Change ReduceLRUponNan callback to EarlyStopping

materialsvirtuallab / megnet

Graph Networks as a Universal Machine Learning Framework for Molecules and Crystals

BSD 3-Clause "New" or "Revised" License

497 stars 155 forks source link

Change ReduceLRUponNan callback to EarlyStopping #364

Closed dgaines2 closed 2 years ago

dgaines2 commented 2 years ago

Use keras backend to change the learning rate in ReduceLRUponNan (instead of re-compiling the model) and make slight changes to the logging.

dgaines2 commented 2 years ago

I was having some issues with the current implementation of this callback, so I tried to make a change to it. Now that I'm looking at the unit test in test_callbacks.py, I have a quick question. Why is model.fit() called twice on gen? Should this reduce the learning rate twice or just once?

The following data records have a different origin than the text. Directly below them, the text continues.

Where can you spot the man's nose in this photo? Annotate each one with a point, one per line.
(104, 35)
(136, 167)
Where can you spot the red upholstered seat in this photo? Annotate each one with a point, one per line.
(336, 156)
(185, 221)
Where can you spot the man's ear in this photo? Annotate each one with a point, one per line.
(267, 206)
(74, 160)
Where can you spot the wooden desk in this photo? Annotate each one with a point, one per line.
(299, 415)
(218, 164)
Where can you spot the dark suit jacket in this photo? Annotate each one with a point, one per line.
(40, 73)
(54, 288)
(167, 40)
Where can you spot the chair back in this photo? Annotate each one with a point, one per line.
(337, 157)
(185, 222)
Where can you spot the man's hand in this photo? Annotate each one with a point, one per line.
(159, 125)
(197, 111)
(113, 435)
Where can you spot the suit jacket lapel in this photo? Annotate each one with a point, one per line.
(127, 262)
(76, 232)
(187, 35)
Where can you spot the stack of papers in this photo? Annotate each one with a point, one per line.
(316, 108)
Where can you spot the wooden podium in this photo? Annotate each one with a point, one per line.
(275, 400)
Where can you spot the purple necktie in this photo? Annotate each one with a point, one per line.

Based on the test, it looks like it should just reduce once.

-- nevermind, I realized the first test is on self.model and subsequent tests are on model

chc273 commented 2 years ago

@dgaines2

Previous this was used because softmax calculations explode when calculating the exponential. I have hence fixed the softmax calculation algorithm, and this callback is no longer needed. If nan happens, I think a better approach is to go back and check the data and optimizers and make sure there isnt anything wrong with those.

Re the strange behavior of generator, the initial class was written in tensorflow 1.x and the previous version worked as expected. The tensorflow 2.x version is not compatible in some of the restarting mechanisms. I did not follow up on that because I think this callback is no longer needed. Please let me know otherwise.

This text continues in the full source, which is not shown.